我有一个相当简单的 Presto 查询,它不是按我指定的列排序:
(SELECT
tag_monitor_domains.property_name,
count(*) as HourCount
FROM pageviews
INNER JOIN tag_monitor_domains
ON pageviews.property_id = CAST(tag_monitor_domains.property_id AS varchar)
WHERE FROM_UNIXTIME(pageviews.time) > date_add('month', -1, CURRENT_DATE)
AND FROM_UNIXTIME(pageviews.time) < date_add('hour', -0, CURRENT_TIMESTAMP)
GROUP BY 1
ORDER BY 1 DESC)
但结果未按 property_name 排序,行是随机的。
感谢@DShultz 的报告。
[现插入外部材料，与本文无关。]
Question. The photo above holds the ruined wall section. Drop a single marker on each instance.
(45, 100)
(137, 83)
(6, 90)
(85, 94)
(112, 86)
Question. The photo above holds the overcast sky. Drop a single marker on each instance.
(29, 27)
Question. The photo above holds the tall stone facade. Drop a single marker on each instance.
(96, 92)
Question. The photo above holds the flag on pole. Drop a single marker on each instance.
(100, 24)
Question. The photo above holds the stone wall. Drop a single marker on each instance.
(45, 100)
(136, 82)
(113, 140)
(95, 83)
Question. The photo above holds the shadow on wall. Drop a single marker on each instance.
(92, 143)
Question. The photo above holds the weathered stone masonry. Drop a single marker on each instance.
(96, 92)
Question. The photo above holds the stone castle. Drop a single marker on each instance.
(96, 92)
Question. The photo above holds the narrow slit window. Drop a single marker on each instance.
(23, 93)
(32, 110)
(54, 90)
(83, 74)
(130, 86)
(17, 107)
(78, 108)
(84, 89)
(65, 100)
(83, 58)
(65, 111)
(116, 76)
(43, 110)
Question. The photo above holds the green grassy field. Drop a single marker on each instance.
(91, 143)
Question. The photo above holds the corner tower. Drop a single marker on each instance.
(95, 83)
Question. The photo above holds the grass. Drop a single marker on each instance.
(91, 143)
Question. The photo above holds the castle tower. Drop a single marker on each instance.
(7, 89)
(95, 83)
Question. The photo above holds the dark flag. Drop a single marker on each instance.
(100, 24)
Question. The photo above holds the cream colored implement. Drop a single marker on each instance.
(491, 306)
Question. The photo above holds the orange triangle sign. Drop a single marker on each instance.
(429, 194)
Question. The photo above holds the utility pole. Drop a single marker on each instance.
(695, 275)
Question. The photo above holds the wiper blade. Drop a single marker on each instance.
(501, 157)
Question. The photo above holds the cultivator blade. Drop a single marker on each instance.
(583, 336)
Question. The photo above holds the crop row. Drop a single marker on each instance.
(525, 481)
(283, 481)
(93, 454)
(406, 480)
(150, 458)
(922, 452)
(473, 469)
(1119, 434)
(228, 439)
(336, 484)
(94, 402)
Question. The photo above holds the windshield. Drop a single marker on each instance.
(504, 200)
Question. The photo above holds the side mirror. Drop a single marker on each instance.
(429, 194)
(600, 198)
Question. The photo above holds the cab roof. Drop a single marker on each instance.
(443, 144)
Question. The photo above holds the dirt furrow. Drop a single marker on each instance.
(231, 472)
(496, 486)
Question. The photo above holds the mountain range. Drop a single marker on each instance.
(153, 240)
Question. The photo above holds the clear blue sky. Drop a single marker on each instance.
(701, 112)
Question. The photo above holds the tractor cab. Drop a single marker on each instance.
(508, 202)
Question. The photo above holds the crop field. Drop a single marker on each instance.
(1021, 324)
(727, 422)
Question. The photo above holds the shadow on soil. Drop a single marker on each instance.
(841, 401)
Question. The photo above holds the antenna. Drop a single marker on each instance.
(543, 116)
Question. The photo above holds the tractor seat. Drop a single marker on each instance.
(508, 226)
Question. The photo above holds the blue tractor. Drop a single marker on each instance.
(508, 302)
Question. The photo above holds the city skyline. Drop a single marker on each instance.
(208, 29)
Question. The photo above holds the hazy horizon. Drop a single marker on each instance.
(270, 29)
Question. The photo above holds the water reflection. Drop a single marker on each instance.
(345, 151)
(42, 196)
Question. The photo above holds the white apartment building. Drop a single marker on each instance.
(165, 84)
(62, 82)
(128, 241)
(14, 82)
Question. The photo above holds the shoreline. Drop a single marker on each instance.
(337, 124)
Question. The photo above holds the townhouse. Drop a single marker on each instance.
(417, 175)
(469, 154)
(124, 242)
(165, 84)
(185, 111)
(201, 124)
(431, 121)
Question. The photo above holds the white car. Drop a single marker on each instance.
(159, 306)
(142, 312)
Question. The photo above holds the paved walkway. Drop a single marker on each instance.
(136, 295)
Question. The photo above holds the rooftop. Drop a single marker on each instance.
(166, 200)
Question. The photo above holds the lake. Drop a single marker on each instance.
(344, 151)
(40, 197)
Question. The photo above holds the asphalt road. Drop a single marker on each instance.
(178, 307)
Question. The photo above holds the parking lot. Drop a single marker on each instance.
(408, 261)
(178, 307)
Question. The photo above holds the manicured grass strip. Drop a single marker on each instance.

确实是这样,我为此举报了https://github.com/trinodb/trino/issues/6008。让我们继续讨论这是期望的还是错误的行为。
作为一种变通方法....好吧,删除括号。但这你已经知道了。
为什么是这种情况的更普遍的原因——Presto 忽略 ORDER BY,因为它不改变查询的语义(例如,在子查询中),作为管理根据 SQL 规范。有关详细信息,请参阅 https://trino.io/blog/2019/06/03/redundant-order-by.html。
SQL 规范定义了以下句法规则:
<query expression> ::=
[ <with clause> ]
<query expression body>
[ <order by clause> ]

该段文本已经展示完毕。